Por Jackie Marins
A liturgia do cargo é bem mais que uma regra de etiqueta social e bons modos como poderiam dizer nossas avós.
Essa expressão popularizou-se com o ex-presidente José Sarney e foi cunhada com base em uma palavra originária do catolicismo (liturgia), para referir-se a um conjunto de comportamentos, condutas ou posturas a serem sustentadas por força de um cargo público ocupado e que assim o exige.
Nos dias atuais parece completamente anacrônico falar sobre código de postura, de conduta, no entanto, torna-se ainda mais indispensável nesses tempos de estresse agudo e sensibilidade exacerbada por eventos incontroláveis como uma pandemia global, com consequências inimagináveis para a maioria das pessoas em todo o mundo, se pensássemos tal cenário a um tempo não muito distante.
Hoje, além do Estatuto dos Servidores Públicos, em que direitos e deveres são elencados, a administração pública conta com uma série de regras a serem cumpridas, independentemente do vínculo que os profissionais mantêm com a instituição pública em que desempenham seu papel.
Existem também regras a serem observadas pelos representantes dos poderes do estado, autoridades constituídas, quer seja no Judiciário, no Legislativo ou no Executivo. E a não observância acarreta penalidades das mais suaves às mais graves, dependendo de cada caso.
E não estamos falando da malfadada corrupção que corrói o estado brasileiro ou de atitudes lesivas ao patrimônio público, que ocorrem a despeito das leis e regras existentes, que regulam a matéria.

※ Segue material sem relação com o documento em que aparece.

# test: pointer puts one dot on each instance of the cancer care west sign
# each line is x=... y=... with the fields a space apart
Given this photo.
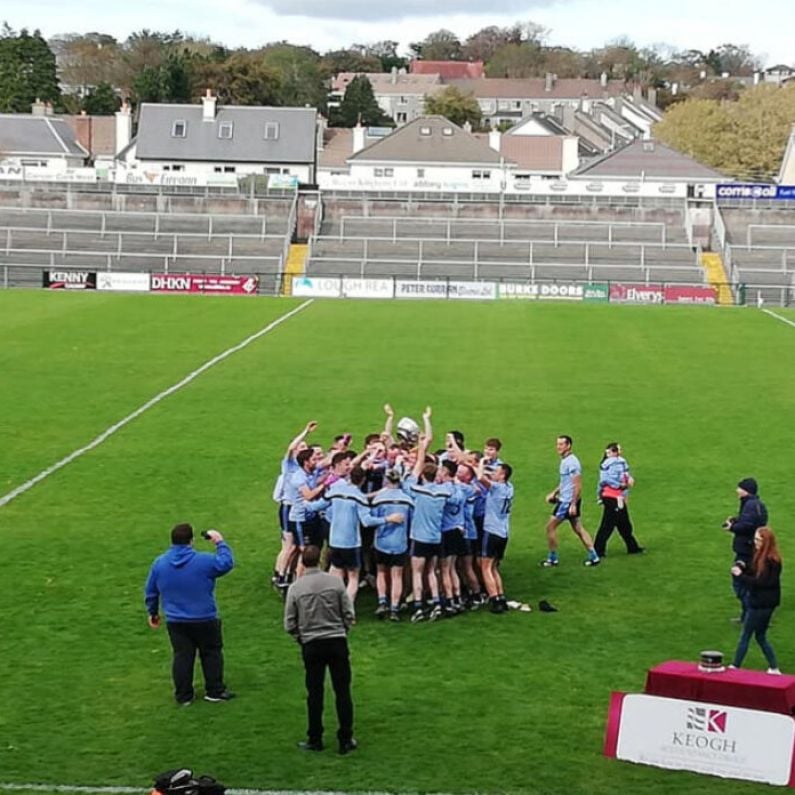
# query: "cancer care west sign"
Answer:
x=714 y=739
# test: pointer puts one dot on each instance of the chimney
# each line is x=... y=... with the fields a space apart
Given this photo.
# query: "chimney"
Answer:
x=123 y=127
x=358 y=138
x=208 y=106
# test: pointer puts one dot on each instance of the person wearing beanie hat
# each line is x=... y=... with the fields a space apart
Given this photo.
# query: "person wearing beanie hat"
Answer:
x=752 y=515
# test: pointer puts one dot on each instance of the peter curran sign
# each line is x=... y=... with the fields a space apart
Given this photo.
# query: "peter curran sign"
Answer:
x=713 y=739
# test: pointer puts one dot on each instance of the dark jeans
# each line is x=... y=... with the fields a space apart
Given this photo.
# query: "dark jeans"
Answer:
x=331 y=653
x=188 y=637
x=757 y=620
x=614 y=518
x=740 y=590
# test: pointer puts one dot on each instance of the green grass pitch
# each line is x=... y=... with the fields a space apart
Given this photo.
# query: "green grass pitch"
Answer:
x=698 y=397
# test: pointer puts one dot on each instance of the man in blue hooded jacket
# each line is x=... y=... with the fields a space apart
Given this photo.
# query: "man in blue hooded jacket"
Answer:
x=184 y=580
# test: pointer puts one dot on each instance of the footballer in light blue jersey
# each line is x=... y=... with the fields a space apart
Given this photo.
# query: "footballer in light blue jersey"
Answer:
x=566 y=499
x=499 y=502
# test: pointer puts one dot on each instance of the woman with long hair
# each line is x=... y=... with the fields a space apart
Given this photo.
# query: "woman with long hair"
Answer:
x=763 y=584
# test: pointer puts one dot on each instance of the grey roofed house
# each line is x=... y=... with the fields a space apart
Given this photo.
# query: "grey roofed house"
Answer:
x=429 y=139
x=38 y=135
x=649 y=160
x=249 y=135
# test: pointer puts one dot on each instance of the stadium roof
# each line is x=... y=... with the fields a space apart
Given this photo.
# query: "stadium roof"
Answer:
x=647 y=160
x=293 y=128
x=23 y=134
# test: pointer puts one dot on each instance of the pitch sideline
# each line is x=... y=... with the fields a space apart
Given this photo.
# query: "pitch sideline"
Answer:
x=44 y=474
x=779 y=317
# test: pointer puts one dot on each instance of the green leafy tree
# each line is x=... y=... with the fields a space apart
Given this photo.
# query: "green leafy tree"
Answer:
x=441 y=45
x=359 y=106
x=454 y=105
x=102 y=100
x=301 y=81
x=745 y=139
x=241 y=79
x=27 y=71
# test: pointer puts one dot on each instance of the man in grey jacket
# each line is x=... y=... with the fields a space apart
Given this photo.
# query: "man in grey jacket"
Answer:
x=318 y=613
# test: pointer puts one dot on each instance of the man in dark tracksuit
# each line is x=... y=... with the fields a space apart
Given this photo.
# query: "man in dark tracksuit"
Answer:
x=752 y=515
x=318 y=613
x=185 y=581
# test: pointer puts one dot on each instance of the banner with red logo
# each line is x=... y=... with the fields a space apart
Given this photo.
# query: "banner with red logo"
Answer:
x=715 y=739
x=214 y=284
x=622 y=293
x=689 y=294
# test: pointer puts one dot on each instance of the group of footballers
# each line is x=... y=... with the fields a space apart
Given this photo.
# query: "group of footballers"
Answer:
x=433 y=525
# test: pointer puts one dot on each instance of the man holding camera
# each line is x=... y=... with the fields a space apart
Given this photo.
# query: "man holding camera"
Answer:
x=184 y=580
x=752 y=516
x=318 y=613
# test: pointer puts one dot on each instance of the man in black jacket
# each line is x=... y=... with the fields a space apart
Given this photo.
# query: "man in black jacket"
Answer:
x=752 y=515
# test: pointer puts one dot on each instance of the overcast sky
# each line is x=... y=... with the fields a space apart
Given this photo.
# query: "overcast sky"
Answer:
x=766 y=25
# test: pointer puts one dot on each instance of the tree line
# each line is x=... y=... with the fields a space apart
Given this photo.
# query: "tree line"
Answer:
x=710 y=116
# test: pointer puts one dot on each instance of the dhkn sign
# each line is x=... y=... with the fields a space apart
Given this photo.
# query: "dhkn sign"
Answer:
x=729 y=742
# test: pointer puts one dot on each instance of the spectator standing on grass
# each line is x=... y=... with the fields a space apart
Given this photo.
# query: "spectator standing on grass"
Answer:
x=762 y=583
x=319 y=613
x=752 y=515
x=568 y=503
x=615 y=481
x=184 y=580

Vamos nos deter no Código de Ética e Decoro Parlamentar que deve reger o comportamento dos parlamentares nas Casas Legislativas. Cabendo destacar que, cada uma tem o seu Código de Ética, ou deveria ter.
São normas de boa convivência, elaboradas para regular as relações antagônicas presentes no parlamento, onde a disputa pela prevalência de ideias e de visões de mundo é acirrada ao extremo, podendo levar a embates não tão delicados quanto as discussões entre afetos, que acontecem no recesso dos lares ou no círculo das amizades sinceras.
O Código de Ética e Decoro Parlamentar do Legislativo do Estado do Rio de Janeiro, à semelhança dos encontrados em outros parlamentos, estabelece os princípios éticos e as regras básicas de comportamento e conduta para aqueles que estejam no exercício do cargo de deputado estadual.
A finalidade primeira de tais regras é a proteção dos parlamentares no exercício de seus mandatos e a segunda, a preservação da instituição, que subsiste através dos tempos e deve ser exemplar guardiã da democracia.
O embate político-institucional sobre ideias e projetos, sobre políticas públicas, e o processo decisório em que elas se dão, não pode prescindir dos limites determinados por tais regras. É preciso que haja limites claros para as ações empreendidas na defesa dos mandatos e das ideias, bem como das palavras usadas para definição de posições.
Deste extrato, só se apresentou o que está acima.